David Rachline interdit le burkini sur les plages de Fréjus
Dernière modification : 1 juillet 2022
Auteur : Jean-Paul Markus, professeur de droit public, Université Paris-Saclay
Secrétariat de rédaction: Yeni Daimallah et Emma Cacciamani
Source : BFMTV, 20 mai 2022
L’interdiction du burkini dans les piscines existe déjà dans les faits, même si on attend la décision du juge à propos du cas de Grenoble. Mais sur les plages, cette interdiction est clairement illégale.
David Rachline, maire Rassemblement National (RN) de Fréjus et vice-président du parti, réagit à sa manière à la décision grenobloise d’autoriser le burkini dans les piscines municipales et dont le tribunal administratif doit décider de la légalité : il annonce interdire le port de ce vêtement de bain “dans les piscines et pour la baignade sur les plages fréjusiennes“. Motifs : “hygiène et sécurité publiques”, “principe républicain fondamental de laïcité”. Cette décision a alors fait le tour des plateformes : Facebook, Twitter, TiKtok, Google news, etc.
Le cas des piscines municipales : il existe déjà une interdiction indirecte
On ne s’attardera pas sur le cas des piscines : la plupart des règlements intérieurs, sans viser expressément les burkinis, limitent les catégories de vêtements de bain autorisées, en excluant par exemple les caleçons et shorts de bain, ou en rendant obligatoire les maillots “ajustés”, une ou deux pièces. Les raisons souvent invoquées sont liées à l’hygiène, d’autant que les vêtements en question peuvent aussi être portés hors de la piscine (pour les shorts de bain amples), d’où les risques sanitaires. S’agissant des burkinis, le juge administratif doit se prononcer sur leur compatibilité avec les règles d’hygiène, à Grenoble.
Le cas des plages : l’interdiction est illégale
Mais à la plage, il en va autrement. La liberté vestimentaire règne, dès lors que la décence est respectée. Le Conseil d’État protège cette liberté. Il a expressément affirmé en 2016, face au maire de Villeneuve-Loubet qui avait interdit les burkinis à la plage, que le port de ce vêtement n’est pas incompatible avec le principe de laïcité, mais il peut être à l’origine de troubles à l’ordre public. Citons le juge, c’est important : “il ne résulte pas de l’instruction que des risques de trouble à l’ordre public aient résulté, sur les plages de la commune de Villeneuve-Loubet, de la tenue adoptée en vue de la baignade par certaines personnes”.
Autrement dit, le burkini ne pose en soi aucun problème d’ordre public sur les plages, que ce soit sur le plan sécuritaire ou sanitaire. Au passage, le juge a rejeté l’argument de la laïcité, qui ne s’applique pas sur les plages mais dans les services publics et pour les seuls agents publics, pas les usagers.

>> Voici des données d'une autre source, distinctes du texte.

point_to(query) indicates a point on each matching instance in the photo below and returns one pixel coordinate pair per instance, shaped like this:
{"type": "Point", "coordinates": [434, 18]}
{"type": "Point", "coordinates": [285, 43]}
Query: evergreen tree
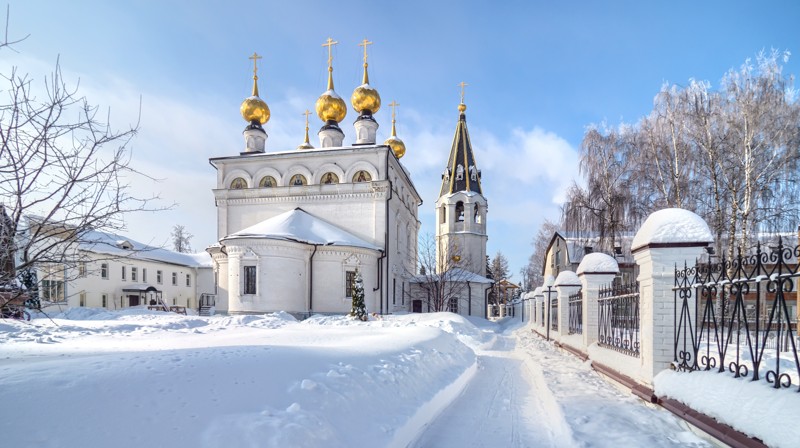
{"type": "Point", "coordinates": [359, 309]}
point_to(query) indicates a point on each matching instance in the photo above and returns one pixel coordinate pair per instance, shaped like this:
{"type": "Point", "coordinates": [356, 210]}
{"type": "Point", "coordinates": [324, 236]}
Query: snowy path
{"type": "Point", "coordinates": [528, 394]}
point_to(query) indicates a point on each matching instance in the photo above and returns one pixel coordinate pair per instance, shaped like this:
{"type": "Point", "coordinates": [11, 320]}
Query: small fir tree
{"type": "Point", "coordinates": [359, 310]}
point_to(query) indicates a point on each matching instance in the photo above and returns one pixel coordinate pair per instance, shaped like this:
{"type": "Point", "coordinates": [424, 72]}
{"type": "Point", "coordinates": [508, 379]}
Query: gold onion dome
{"type": "Point", "coordinates": [397, 145]}
{"type": "Point", "coordinates": [253, 108]}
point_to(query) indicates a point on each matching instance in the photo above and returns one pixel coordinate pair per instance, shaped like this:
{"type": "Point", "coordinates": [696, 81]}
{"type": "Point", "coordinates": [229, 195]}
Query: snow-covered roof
{"type": "Point", "coordinates": [455, 274]}
{"type": "Point", "coordinates": [672, 225]}
{"type": "Point", "coordinates": [567, 278]}
{"type": "Point", "coordinates": [598, 262]}
{"type": "Point", "coordinates": [123, 247]}
{"type": "Point", "coordinates": [300, 226]}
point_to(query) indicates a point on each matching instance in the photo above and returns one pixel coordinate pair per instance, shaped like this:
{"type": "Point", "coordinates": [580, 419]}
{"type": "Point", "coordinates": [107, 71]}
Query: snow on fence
{"type": "Point", "coordinates": [618, 322]}
{"type": "Point", "coordinates": [733, 315]}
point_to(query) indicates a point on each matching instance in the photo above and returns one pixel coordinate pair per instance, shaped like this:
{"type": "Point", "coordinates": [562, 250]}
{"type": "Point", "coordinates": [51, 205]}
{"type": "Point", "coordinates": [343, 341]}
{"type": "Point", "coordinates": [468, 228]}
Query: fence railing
{"type": "Point", "coordinates": [576, 313]}
{"type": "Point", "coordinates": [734, 315]}
{"type": "Point", "coordinates": [618, 323]}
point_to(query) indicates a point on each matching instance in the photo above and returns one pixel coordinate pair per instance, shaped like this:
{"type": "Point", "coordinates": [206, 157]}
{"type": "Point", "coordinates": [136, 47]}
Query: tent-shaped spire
{"type": "Point", "coordinates": [461, 172]}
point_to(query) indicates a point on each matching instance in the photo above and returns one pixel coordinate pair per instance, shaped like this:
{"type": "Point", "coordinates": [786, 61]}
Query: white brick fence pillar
{"type": "Point", "coordinates": [567, 283]}
{"type": "Point", "coordinates": [595, 271]}
{"type": "Point", "coordinates": [668, 238]}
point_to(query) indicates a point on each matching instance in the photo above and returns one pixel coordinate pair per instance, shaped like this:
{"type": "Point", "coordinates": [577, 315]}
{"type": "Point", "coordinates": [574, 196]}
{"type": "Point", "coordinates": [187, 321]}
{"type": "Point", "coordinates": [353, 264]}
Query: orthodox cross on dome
{"type": "Point", "coordinates": [330, 43]}
{"type": "Point", "coordinates": [462, 85]}
{"type": "Point", "coordinates": [255, 57]}
{"type": "Point", "coordinates": [364, 44]}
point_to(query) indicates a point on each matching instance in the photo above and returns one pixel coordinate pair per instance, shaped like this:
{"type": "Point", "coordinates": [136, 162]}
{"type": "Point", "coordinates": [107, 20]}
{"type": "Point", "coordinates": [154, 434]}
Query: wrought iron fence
{"type": "Point", "coordinates": [619, 318]}
{"type": "Point", "coordinates": [576, 313]}
{"type": "Point", "coordinates": [734, 315]}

Seule réserve : les troubles à l’ordre public
Seule réserve, le port de ce vêtement peut susciter des troubles à l’ordre public, selon les circonstances. Le juge avait ainsi donné raison au maire de Sisco (Corse) qui avait interdit temporairement le burkini sur certaines plages de la commune en 2017. Motif : une “violente altercation entre un groupe de familles d’origine maghrébine dont, selon plusieurs témoignages concordants, les femmes portaient sur la plage une tenue dénommée “hijab” ou “burka”, et une quarantaine d’habitants de la commune”. Cette rixe avait nécessité l’intervention d’une “centaine de CRS et de gendarmes qui ont dû établir un périmètre de sécurité autour des trois familles afin d’éviter leur lynchage par la population et avait abouti à l’hospitalisation de cinq personnes, ainsi qu’à l’incendie de trois véhicules”. En outre, le juge avait validé la décision du maire corse, en raison de son caractère provisoire et limité à certaines plages de la commune.
Rien de tel à Fréjus, heureusement d’ailleurs. L’arrêté du maire est donc illégal.
Contacté, David Rachline n’a pas répondu à nos sollicitations.